Nicht kompatible Lebenswelten: Gendern op Platt?

Unser Autor gendert inzwischen nicht nur unter Genoss:innen, sondern sogar unbewusst im Traum. In realen Kleinstädten ist es hingegen ziemlich mühsam.

Zwei Menschen, die mit Kameras auf einem abgemähten Acker hocken

Keine Ahnung, wonach die suchen. Aber Gendersternchen werden sie hier jedenfalls nicht finden Foto: Holger Hollemann/dpa

Es gibt zwei handschriftliche Zettel mit wichtigen Notizen für diese Kolumne.

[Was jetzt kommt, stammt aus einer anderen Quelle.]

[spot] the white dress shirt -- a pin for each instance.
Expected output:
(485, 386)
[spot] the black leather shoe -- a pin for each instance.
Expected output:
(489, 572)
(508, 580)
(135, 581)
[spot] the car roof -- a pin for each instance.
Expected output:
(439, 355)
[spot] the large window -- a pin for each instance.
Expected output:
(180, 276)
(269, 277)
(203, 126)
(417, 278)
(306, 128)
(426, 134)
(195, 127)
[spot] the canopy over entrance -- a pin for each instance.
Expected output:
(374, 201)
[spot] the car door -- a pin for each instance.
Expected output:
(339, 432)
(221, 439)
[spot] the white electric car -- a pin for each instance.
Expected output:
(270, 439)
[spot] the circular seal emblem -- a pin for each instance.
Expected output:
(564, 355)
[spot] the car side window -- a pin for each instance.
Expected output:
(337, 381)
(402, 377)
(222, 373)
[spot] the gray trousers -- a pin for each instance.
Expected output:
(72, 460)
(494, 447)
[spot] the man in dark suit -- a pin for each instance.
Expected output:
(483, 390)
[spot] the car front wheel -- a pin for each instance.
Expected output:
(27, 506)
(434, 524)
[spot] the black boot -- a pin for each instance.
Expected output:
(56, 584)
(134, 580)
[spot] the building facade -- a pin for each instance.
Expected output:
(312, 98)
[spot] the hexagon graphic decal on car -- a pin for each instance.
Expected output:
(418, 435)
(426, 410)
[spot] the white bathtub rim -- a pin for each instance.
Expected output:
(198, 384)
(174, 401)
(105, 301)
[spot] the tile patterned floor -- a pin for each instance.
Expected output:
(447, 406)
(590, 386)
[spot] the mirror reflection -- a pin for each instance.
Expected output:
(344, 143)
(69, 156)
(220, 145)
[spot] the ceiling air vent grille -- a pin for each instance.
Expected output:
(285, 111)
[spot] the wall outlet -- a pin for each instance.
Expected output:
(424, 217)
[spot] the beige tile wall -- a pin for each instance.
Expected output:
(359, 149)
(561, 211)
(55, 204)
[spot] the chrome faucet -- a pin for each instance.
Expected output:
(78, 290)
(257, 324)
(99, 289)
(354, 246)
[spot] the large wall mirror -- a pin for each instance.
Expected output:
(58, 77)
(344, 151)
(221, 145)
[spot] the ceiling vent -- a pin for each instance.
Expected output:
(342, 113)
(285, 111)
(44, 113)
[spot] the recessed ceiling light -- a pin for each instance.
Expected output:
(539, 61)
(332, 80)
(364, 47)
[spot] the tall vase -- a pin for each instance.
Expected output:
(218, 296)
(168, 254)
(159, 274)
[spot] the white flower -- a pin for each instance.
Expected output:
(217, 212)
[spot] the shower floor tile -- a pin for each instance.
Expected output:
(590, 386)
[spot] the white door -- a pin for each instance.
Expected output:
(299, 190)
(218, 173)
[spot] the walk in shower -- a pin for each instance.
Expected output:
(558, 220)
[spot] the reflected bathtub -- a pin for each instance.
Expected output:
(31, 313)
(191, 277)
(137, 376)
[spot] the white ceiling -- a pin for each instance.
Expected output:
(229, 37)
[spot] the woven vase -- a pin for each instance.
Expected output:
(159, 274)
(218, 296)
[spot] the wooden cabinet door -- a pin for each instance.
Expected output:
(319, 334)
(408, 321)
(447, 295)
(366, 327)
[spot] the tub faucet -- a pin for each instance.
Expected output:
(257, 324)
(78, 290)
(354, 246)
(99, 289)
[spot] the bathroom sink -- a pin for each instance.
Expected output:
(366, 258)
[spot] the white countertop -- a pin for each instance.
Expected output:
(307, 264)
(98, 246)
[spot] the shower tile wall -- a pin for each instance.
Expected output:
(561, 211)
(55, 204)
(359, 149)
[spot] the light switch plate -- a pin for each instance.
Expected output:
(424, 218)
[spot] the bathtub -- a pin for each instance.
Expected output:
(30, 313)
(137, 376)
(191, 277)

Beide habe ich letzte Woche verloren. Sie steckten gefaltet in einem Block, der mir wohl in der U-Bahn aus der Tasche gerutscht sein muss. Darauf stehen zwei Listen: eine mit Themenideen für schlechte Zeiten und eine mit Sachen, über die ich nach längerem Hin und Her dann doch nicht geschrieben habe, weil sie im Nachhinein wenig bis gar nichts mit dem Landleben zu tun hatten.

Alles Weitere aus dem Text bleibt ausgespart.